The State of GenAI for 2025: Observations and Predictions — Part 1: Research & Innovation

Year 2023 has seen the rise of generative AI. At the time, GPT-4 dominated benchmarks, open-source was lacking behind proprietary models, and AI safety was a growing concern for mainstream. Within a year, AI has evolved a lot with an intense rhythm of important news and progress.

Through this two-part article series, we will explore the key GenAI trends of 2024 and share our predictions for the year ahead.

But first, we will focus mainly on the first part and have a throwback to the most significant advancements in terms of research and innovation.

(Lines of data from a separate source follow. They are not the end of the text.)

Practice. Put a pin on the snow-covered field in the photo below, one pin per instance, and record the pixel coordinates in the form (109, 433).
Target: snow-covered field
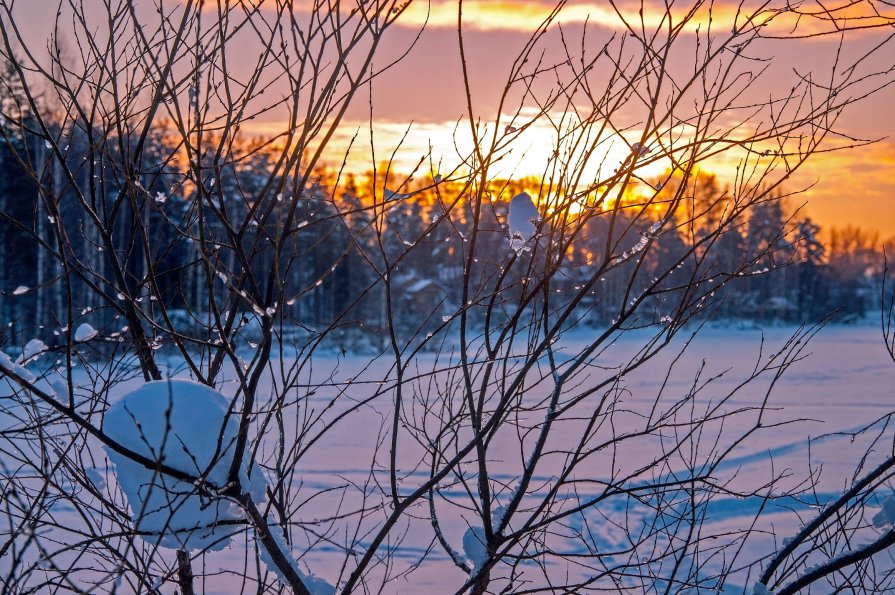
(844, 383)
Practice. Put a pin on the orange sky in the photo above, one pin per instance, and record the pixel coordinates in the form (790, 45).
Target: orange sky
(422, 100)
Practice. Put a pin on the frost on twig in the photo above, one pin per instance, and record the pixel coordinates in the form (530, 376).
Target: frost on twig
(886, 516)
(522, 220)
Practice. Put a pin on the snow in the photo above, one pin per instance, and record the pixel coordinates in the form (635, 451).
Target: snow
(6, 364)
(521, 221)
(314, 584)
(390, 196)
(842, 357)
(641, 150)
(85, 332)
(33, 348)
(474, 547)
(185, 424)
(419, 285)
(886, 515)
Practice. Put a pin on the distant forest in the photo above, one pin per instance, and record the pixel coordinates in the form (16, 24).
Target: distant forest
(808, 273)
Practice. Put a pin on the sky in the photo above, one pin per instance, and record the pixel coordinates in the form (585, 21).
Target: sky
(422, 99)
(419, 105)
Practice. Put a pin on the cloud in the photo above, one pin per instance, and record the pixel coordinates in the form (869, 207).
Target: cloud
(776, 18)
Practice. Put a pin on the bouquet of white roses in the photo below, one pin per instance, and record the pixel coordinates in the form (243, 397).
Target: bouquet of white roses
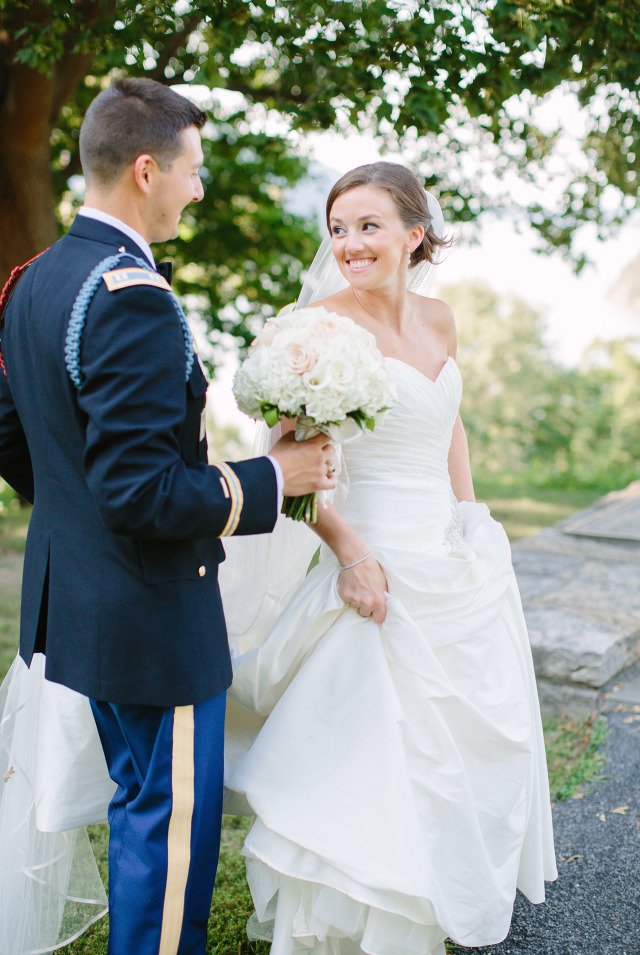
(319, 368)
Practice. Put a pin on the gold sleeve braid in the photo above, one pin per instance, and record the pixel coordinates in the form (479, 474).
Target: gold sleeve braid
(237, 499)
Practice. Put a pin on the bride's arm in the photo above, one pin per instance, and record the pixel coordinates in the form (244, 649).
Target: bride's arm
(458, 460)
(362, 586)
(459, 466)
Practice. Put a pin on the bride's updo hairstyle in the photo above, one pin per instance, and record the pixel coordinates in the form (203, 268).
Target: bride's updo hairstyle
(408, 196)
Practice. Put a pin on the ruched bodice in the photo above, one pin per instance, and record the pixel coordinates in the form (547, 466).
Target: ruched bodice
(402, 464)
(396, 771)
(415, 434)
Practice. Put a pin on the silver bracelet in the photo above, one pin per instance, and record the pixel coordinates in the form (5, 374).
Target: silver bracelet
(347, 566)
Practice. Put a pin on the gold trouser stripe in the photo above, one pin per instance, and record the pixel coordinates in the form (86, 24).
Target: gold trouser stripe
(179, 836)
(237, 499)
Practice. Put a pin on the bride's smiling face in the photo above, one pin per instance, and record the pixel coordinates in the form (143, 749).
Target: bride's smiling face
(370, 241)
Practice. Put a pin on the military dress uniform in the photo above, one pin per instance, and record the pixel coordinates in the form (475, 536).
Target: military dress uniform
(101, 426)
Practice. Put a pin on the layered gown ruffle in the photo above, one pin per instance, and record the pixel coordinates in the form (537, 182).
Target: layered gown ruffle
(397, 772)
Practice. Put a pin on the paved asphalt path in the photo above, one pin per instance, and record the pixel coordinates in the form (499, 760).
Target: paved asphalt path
(594, 906)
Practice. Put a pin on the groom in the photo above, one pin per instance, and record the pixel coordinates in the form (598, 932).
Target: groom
(102, 426)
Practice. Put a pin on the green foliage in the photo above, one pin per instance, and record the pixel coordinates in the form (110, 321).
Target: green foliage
(453, 83)
(573, 754)
(528, 415)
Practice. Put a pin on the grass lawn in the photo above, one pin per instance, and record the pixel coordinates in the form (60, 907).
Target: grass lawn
(572, 748)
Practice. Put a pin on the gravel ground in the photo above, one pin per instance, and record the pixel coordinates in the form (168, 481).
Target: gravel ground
(594, 906)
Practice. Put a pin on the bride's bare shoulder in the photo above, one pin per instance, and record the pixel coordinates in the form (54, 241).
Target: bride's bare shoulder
(439, 317)
(339, 302)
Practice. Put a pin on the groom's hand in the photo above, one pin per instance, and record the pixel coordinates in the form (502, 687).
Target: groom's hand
(306, 465)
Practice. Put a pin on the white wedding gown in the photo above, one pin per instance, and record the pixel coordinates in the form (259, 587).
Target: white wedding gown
(398, 773)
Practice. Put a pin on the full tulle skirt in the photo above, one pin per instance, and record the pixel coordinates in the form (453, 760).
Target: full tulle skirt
(397, 772)
(55, 781)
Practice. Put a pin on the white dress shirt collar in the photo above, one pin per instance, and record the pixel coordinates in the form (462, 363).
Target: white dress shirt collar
(101, 216)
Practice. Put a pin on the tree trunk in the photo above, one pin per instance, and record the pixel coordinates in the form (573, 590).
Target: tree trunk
(27, 221)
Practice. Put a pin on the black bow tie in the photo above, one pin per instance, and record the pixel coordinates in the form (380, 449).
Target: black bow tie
(166, 270)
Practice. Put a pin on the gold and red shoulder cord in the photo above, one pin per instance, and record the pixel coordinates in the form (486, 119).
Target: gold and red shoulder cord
(5, 295)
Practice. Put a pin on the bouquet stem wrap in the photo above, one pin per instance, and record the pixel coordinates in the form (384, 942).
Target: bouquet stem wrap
(305, 507)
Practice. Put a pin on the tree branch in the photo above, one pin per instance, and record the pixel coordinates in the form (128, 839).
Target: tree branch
(172, 45)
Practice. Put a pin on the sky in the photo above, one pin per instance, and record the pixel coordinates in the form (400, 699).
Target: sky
(576, 308)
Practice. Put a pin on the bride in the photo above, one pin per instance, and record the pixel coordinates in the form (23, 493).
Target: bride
(384, 726)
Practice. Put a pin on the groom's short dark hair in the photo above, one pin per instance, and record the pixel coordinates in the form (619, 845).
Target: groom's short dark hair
(132, 117)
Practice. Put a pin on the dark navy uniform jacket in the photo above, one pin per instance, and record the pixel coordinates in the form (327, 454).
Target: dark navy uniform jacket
(120, 576)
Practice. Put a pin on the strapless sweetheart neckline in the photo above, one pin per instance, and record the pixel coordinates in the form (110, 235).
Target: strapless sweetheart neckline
(432, 381)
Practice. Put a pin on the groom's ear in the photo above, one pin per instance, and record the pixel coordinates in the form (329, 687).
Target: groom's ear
(145, 170)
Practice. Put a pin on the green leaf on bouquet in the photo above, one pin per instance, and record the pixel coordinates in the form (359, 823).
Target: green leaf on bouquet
(270, 413)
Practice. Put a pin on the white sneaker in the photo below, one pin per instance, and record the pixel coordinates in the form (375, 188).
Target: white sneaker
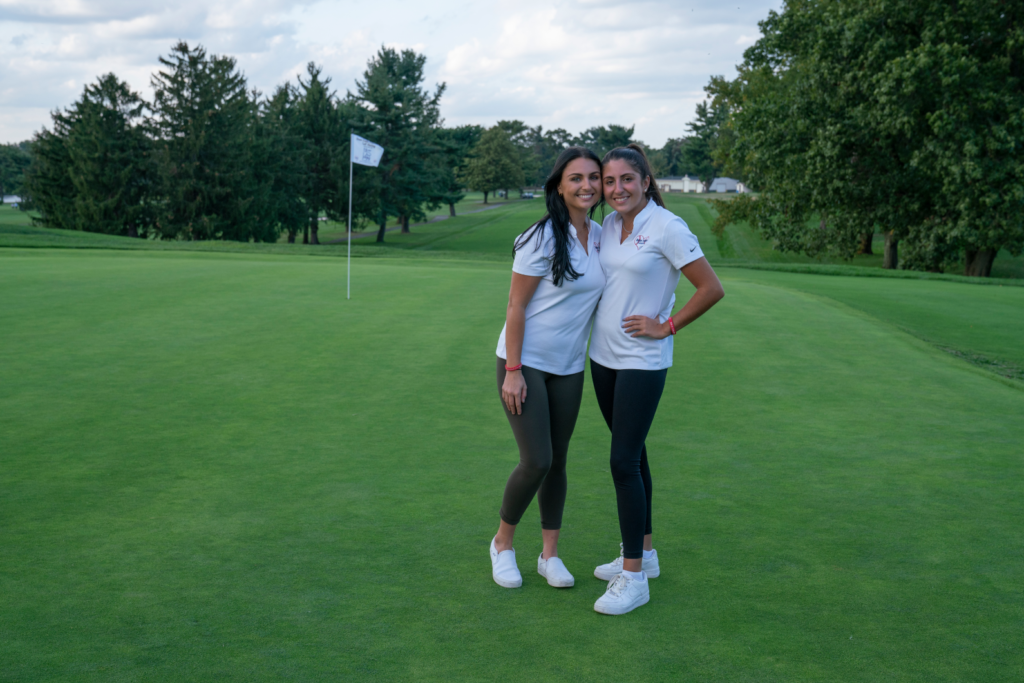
(613, 568)
(503, 567)
(624, 595)
(554, 570)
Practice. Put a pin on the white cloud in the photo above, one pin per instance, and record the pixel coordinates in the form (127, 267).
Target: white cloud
(570, 63)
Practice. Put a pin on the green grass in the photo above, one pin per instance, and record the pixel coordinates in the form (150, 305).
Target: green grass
(215, 467)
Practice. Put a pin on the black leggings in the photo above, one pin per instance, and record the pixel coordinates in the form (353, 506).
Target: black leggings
(629, 399)
(543, 432)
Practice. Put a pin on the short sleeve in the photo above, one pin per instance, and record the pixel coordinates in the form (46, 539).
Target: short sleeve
(679, 245)
(534, 257)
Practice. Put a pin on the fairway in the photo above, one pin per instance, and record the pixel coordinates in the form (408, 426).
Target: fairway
(215, 467)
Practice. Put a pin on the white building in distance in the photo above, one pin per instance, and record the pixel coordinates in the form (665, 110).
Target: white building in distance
(680, 183)
(727, 185)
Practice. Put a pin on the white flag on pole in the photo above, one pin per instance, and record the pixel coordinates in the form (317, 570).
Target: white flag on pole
(365, 152)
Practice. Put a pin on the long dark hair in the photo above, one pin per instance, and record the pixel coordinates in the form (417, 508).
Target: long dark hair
(558, 214)
(634, 155)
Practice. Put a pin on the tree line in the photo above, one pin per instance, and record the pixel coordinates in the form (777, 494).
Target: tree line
(210, 158)
(904, 118)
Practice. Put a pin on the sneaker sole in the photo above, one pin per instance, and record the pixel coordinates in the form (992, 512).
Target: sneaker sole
(507, 584)
(568, 585)
(608, 577)
(642, 602)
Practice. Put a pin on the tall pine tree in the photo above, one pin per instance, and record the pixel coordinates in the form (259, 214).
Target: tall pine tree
(111, 162)
(400, 116)
(204, 120)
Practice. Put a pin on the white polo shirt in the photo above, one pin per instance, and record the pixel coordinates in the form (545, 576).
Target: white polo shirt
(558, 318)
(642, 273)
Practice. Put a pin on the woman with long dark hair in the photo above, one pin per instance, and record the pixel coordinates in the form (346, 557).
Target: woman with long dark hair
(556, 283)
(644, 251)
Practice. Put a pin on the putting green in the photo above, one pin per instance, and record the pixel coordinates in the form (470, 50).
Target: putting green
(215, 467)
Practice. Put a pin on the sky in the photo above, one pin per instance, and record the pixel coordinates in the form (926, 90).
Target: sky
(557, 63)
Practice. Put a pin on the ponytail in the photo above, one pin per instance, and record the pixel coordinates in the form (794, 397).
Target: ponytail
(635, 156)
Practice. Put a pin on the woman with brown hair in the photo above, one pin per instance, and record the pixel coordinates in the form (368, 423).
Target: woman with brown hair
(556, 283)
(644, 250)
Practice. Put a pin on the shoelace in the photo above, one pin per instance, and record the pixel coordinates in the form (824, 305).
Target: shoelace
(617, 562)
(619, 585)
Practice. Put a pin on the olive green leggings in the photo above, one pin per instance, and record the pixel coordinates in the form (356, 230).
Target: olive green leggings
(543, 432)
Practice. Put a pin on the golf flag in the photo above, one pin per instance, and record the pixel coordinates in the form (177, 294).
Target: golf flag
(365, 152)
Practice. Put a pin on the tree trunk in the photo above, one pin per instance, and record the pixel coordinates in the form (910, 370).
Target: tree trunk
(979, 262)
(891, 258)
(313, 229)
(865, 243)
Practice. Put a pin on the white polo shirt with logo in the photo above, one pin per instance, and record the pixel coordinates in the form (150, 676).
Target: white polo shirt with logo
(642, 273)
(558, 318)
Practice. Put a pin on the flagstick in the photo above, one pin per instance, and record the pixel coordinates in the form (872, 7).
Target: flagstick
(349, 273)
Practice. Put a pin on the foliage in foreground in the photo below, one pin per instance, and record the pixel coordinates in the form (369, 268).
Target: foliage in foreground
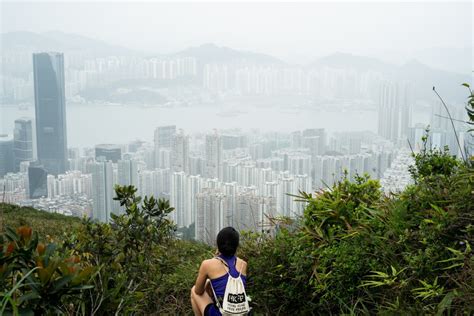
(353, 251)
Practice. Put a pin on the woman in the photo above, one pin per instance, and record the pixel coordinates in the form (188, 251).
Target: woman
(213, 272)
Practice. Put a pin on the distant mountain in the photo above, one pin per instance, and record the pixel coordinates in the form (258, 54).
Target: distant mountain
(456, 59)
(420, 75)
(58, 41)
(348, 61)
(208, 53)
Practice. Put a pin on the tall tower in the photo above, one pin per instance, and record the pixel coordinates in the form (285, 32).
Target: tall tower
(6, 154)
(102, 184)
(214, 156)
(164, 136)
(180, 153)
(50, 109)
(394, 111)
(23, 141)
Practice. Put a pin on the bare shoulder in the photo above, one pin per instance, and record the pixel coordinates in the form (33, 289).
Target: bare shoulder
(206, 264)
(242, 265)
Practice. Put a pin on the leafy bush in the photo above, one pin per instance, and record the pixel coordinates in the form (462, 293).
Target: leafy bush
(37, 278)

Research & Emerging Trends

Models’ Performances

Overall models’ performances still increase
In 2024, research in artificial intelligence has seen remarkable advancements. Even though GPT-4o did not outperform GPT-4 as much as GPT-4 did outperform GPT-3.5, the progress is still very clear for other LLM families such as Llama, or VLMs gains [0]. Besides, LLMs perform way better on some tasks that have historically been difficult, such as reasoning. OpenAI’s o3 model for instance does achieve a 25% accuracy on the FrontierMath benchmark, against 3% for its predecessor o1. While OpenAI is still number one on many benchmarks, a lot of models have been released, each often surpassing the previous one or at least matching its performance with lighter models(centralized and up-to-date leaderboard available in [1]).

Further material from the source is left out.